SELECT orders._tp_time, order_id,product_id,quantity, price*quantity AS revenue
FROM orders ASOF JOIN dim_products
ON orders.product_id=dim_products.product_id AND orders._tp_time >= dim_products._tp_time
If the current iPhone15 price is 800, and you add a new order for 1 iPhone15, then you will get a transaction amount of 800.
Then you change the iPhone15 price to 799, and add a new order for 1 iPhone15, you will get a transaction amount of 799.
But if you add an order with _tp_time before the price change, you will get the transaction amount as 800 again, because Timeplus keeps multiple versions for the price and chooses the older version that best matches the order time.
If you are not familiar with ASOF JOIN
, this special JOIN provides non-exact matching capabilities. This can work well if two streams have the same id, but not exactly the same timestamps.

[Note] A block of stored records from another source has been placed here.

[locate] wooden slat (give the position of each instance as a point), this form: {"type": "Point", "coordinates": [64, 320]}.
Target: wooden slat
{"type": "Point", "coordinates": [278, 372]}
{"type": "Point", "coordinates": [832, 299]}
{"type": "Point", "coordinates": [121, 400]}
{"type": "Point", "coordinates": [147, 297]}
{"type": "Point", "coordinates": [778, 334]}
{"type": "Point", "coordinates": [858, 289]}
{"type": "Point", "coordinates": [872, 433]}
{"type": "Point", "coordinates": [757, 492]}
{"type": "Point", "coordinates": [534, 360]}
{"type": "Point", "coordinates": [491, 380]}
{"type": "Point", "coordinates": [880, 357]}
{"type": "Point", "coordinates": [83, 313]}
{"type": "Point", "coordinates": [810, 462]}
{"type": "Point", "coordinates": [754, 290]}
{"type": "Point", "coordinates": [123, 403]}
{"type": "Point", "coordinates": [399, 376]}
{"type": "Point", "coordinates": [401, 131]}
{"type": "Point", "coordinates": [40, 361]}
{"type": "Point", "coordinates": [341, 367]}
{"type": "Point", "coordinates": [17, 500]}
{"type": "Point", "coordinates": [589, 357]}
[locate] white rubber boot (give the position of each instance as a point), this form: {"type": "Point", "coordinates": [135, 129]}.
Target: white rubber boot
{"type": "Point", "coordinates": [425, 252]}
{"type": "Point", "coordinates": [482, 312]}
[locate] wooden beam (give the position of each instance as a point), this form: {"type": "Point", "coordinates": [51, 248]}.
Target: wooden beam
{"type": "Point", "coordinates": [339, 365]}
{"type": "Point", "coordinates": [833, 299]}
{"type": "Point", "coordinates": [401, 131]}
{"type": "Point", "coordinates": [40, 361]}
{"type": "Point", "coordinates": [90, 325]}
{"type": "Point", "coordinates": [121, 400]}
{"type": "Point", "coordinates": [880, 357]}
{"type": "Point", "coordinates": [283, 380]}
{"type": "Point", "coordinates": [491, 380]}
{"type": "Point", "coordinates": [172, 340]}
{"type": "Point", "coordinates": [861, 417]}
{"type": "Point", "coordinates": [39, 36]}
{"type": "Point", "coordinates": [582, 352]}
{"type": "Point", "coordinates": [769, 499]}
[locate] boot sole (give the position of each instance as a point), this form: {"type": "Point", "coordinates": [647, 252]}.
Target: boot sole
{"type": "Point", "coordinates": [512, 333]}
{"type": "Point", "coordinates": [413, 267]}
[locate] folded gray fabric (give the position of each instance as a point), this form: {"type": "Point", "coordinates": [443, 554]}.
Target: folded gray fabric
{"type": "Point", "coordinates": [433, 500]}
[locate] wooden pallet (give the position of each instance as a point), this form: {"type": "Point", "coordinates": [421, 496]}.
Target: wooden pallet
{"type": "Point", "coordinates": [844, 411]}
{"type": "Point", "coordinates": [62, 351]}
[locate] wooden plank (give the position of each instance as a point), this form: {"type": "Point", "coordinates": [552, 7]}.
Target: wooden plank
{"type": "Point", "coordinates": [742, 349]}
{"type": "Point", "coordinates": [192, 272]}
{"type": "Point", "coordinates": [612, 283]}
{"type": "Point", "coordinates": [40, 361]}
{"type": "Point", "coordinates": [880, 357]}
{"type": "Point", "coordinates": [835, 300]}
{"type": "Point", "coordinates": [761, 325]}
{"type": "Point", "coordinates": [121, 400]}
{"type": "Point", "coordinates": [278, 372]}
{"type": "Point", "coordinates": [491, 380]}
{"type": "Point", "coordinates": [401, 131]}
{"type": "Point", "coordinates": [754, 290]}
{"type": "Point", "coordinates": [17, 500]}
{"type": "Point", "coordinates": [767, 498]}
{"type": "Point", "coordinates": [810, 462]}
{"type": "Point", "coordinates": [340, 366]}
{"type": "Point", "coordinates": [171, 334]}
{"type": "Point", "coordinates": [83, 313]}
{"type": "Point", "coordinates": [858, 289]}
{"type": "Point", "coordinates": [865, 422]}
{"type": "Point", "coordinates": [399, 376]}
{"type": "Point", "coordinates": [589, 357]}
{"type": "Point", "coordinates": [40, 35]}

The advanced keep_versions setting:
In the above example, you can add settings keep_versions=3
at the end of the query. This will inform the query engine to read the base version from the historical storage for the versioned_kv stream, then read the new events in the streaming storage and based on the ASOF time condition to pick up 3 versions in the memory, and finally join events from left append_stream with the right 3 versions, and find the best candidate to join together.
Retention Policy
You should not set the TTL(Time-To-Live) for the historical storage of versioned_kv stream. Because only the last version of the same primary key is kept in the historical storage (via an auto-compact background process). Manually set a TTL may remove those events who haven't been updated recently.
You may set a time-based or size-based retention policy for the streaming storage for the versioned_kv stream. But this is optional. By default a 4GB segment file is used for the streaming storage.